# Introduction

This notebook outlines how to build a recommendation system using a combination of [SageMaker's Factorization Machines (FM)](https://docs.aws.amazon.com/sagemaker/latest/dg/fact-machines.html) and [k-Nearest Neigbor](https://docs.aws.amazon.com/sagemaker/latest/dg/k-nearest-neighbors.html) built-in algorithms. The main goal is to showcase how to extend FM model to predict top "X" recommendations using SageMaker's KNN" It is based on this blog post:

https://aws.amazon.com/blogs/machine-learning/extending-amazon-sagemaker-factorization-machines-algorithm-to-predict-top-x-recommendations/

There are four parts to this notebook:

1. Training a Factorization Model using the movie lens dataset
2. Repackaging FM Model to fit a [k-nearest-neighbors](https://docs.aws.amazon.com/sagemaker/latest/dg/k-nearest-neighbors.html) Model (KNN)
3. Fitting the KNN model
4. Deploy a realtime inference endpoint
5. Optional -  Batch Transform for predicting top "X" items


## Part 1 - Training a Factorization Model using the movie lens dataset

Julien Simon has written a fantastic blog about how to build a FM model using SageMaker with detailed explanation. Please see the links below for more information. In this part, I utilized his code for the most part to have continutity for performing additional steps.
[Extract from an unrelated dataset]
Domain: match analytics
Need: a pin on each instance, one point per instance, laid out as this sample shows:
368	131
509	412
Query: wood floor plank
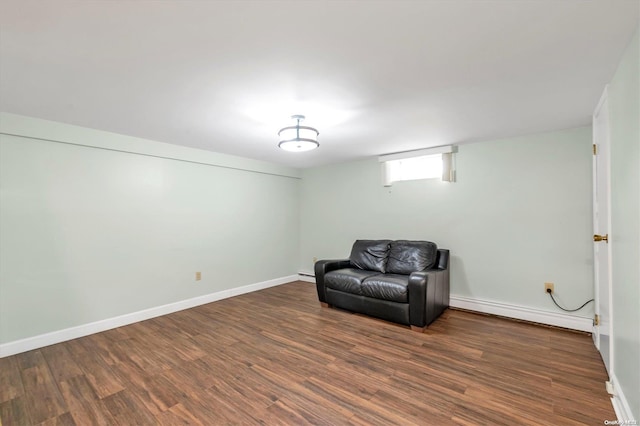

Source - https://aws.amazon.com/blogs/machine-learning/build-a-movie-recommender-with-factorization-machines-on-amazon-sagemaker/

In [None]:
import sagemaker
import sagemaker.amazon.common as smac
from sagemaker import get_execution_role
from sagemaker.predictor import json_deserializer
from sagemaker.amazon.amazon_estimator import get_image_uri
import numpy as np
from scipy.sparse import lil_matrix
import pandas as pd
import boto3, io, os
import json

In [None]:
#Change this value to your own bucket name if you want to
sess = sagemaker.Session()
bucket = sess.default_bucket()
print("Using following s3 bucket: {}".format(bucket))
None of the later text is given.